Following his meeting with Alphabet CEO Sundar Pichai last month, Cruz told the outlet, “Big Tech censorship was the single most important topic.”
Jordan, Chairman of the House Judiciary Committee, sent subpoenas to Alphabet and other tech giants such as Rumble, TikTok and Apple in February regarding “compliance with foreign censorship laws, regulations, judicial orders, or other government-initiated efforts” with the intent to discover how foreign governments, or the Biden administration, have limited Americans’ access to free speech.
“Throughout the previous Congress, the Committee expressed concern over YouTube’s censorship of conservatives and political speech,” Jordan wrote in a letter to Pichai in March. “To develop effective legislation, such as the possible enactment of new statutory limits on the executive branch’s ability to work with Big Tech to restrict the circulation of content and deplatform users, the Committee must first understand how and to what extent the executive branch coerced and colluded with companies and other intermediaries to censor speech.”
Jordan subpoenaed tech CEOs in 2023 as well, including Satya Nadella of Microsoft, Tim Cook of Apple and Pichai, among others.
Despite the recent action against the tech giant, the battle stretches back to President Donald Trump’s first administration.
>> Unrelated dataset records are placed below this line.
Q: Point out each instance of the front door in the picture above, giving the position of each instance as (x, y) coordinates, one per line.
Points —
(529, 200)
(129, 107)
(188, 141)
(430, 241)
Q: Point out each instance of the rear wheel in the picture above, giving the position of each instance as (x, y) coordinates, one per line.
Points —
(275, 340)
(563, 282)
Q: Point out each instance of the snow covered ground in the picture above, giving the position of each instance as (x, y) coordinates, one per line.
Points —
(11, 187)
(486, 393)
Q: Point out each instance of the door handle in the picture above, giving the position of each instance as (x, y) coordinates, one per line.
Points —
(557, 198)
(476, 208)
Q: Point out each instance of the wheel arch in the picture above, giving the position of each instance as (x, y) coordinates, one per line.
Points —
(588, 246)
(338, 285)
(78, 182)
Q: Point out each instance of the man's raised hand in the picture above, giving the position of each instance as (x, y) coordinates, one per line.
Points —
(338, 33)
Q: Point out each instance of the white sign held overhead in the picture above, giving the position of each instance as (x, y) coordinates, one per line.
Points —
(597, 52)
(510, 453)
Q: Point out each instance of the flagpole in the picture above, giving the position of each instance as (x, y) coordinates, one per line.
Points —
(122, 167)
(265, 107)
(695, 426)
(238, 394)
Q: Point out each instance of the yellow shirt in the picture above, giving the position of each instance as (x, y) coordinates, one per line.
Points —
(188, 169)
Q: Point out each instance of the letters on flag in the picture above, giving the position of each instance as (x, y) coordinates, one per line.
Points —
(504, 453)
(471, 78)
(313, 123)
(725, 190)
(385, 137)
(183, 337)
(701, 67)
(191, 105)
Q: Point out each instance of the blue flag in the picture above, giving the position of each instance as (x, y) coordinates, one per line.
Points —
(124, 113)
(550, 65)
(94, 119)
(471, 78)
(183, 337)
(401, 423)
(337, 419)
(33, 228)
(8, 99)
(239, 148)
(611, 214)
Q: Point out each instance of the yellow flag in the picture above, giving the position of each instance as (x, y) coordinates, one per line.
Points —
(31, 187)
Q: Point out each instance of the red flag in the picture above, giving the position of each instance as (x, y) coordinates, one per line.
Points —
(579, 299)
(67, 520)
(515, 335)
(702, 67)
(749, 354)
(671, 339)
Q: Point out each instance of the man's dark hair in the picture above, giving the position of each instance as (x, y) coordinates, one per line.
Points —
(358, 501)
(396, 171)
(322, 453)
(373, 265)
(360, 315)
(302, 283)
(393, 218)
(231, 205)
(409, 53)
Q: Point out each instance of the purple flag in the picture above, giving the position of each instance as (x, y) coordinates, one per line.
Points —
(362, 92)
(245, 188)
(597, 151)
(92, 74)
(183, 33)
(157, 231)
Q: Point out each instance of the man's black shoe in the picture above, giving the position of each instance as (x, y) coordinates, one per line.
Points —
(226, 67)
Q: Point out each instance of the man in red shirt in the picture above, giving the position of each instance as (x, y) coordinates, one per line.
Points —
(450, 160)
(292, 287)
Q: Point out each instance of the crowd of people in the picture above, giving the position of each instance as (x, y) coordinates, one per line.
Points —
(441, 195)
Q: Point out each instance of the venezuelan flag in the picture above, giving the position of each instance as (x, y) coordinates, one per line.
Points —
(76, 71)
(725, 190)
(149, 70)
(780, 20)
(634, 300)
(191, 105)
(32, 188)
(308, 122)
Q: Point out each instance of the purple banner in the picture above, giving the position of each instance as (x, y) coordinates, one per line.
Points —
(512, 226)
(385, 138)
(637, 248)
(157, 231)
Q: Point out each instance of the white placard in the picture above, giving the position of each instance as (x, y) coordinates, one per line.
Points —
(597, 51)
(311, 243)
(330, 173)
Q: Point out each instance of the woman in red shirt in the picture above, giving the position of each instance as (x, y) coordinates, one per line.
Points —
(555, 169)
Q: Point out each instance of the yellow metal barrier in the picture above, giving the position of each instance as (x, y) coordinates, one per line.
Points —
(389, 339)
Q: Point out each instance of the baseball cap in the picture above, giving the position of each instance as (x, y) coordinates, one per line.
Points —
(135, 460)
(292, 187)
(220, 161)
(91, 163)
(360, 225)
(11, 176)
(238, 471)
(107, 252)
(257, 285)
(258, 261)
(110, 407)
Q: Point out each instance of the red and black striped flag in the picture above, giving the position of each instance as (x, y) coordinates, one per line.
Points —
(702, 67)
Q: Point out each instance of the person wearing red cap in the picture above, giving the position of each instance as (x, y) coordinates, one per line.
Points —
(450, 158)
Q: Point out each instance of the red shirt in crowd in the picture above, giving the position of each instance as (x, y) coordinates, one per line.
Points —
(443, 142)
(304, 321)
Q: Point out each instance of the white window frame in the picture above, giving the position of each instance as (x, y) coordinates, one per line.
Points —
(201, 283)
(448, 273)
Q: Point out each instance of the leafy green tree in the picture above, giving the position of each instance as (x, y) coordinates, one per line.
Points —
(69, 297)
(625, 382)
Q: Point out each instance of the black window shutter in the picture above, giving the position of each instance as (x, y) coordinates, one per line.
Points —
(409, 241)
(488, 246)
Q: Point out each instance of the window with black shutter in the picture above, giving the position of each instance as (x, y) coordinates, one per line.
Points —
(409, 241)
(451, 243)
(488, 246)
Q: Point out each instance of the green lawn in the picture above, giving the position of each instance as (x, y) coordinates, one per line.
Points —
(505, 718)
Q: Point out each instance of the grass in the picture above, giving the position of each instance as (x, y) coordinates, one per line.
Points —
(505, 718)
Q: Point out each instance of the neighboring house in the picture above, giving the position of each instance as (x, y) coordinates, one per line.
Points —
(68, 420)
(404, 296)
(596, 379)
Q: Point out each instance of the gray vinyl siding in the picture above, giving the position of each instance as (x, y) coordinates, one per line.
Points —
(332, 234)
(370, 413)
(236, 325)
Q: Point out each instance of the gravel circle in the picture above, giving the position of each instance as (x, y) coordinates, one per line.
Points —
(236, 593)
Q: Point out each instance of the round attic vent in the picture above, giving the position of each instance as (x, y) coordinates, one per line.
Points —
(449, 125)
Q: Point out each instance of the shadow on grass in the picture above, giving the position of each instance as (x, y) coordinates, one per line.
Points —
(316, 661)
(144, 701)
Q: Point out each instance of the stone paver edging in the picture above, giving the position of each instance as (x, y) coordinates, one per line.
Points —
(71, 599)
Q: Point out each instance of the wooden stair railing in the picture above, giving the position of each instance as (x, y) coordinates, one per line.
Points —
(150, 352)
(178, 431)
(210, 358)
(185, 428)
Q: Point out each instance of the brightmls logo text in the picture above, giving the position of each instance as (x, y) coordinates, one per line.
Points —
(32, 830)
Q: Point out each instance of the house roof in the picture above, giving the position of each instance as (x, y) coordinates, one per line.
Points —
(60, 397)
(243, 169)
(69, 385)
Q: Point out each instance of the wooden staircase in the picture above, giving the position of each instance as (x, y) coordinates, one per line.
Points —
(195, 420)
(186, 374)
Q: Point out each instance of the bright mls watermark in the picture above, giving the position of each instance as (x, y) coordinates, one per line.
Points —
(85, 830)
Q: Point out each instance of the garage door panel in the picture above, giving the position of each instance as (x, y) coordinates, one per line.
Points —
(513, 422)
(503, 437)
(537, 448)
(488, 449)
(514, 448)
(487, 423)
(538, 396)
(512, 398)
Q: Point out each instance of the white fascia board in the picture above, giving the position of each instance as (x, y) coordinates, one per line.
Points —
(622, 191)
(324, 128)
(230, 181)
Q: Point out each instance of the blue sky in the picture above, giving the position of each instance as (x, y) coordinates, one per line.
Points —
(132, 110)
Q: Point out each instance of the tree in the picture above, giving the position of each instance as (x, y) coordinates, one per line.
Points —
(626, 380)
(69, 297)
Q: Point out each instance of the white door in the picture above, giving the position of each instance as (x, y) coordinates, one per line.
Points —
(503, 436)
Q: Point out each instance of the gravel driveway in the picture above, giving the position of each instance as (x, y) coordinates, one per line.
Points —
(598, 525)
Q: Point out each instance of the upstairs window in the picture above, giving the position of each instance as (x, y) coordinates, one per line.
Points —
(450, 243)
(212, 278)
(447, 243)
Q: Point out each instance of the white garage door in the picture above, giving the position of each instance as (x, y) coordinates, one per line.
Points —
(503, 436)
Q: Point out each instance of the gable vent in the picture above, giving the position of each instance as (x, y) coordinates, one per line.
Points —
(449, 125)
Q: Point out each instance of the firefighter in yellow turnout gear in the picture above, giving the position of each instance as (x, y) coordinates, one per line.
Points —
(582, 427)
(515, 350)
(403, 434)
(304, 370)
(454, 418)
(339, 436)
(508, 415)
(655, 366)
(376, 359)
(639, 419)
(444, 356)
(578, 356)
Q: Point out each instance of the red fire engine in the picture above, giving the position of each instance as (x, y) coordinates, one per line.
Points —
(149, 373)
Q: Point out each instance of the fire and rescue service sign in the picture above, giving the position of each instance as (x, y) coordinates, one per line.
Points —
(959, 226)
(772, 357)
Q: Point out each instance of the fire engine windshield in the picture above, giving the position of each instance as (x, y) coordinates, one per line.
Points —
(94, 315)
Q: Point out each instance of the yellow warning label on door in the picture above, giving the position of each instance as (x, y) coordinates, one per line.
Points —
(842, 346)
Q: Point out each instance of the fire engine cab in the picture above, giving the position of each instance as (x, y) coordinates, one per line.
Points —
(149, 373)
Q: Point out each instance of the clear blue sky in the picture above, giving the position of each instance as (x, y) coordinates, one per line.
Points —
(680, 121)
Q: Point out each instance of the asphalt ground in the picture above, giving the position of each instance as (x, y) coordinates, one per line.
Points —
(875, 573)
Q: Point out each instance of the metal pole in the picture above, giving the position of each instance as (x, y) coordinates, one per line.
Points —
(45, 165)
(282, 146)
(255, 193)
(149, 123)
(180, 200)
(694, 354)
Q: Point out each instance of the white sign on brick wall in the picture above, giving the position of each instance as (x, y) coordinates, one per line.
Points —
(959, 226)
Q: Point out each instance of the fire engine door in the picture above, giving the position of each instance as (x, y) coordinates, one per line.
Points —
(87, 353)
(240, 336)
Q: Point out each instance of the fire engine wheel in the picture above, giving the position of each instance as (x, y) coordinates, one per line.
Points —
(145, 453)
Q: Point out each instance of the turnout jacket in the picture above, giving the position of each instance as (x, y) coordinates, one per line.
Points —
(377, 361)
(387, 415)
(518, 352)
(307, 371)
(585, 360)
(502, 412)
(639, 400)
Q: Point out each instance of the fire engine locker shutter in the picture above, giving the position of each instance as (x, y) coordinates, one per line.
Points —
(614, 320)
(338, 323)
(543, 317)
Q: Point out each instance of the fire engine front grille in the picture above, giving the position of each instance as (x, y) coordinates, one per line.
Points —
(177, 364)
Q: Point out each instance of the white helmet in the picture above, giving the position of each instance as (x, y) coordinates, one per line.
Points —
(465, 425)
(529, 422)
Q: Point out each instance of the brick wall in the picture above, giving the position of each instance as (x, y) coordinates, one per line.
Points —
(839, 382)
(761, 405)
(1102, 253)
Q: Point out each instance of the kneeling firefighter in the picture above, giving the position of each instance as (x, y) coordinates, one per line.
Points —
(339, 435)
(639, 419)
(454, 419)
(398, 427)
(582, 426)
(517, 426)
Cruz began his investigation of Google in 2019 when he questioned Karan Bhatia, the company’s Vice President for Government Affairs & Public Policy at the time, in a Senate Judiciary Committee hearing. Cruz brought forth a presentation suggesting tech companies, including Google, were straying from free speech and leaning towards censorship.
Even during Congress’ recess, pressure on Google continues to mount as a federal court ruled Thursday that Google’s ad-tech unit violates U.S. antitrust laws and creates an illegal monopoly. This marks the second antitrust ruling against the tech giant as a different court ruled in 2024 that Google abused its dominance of the online search market.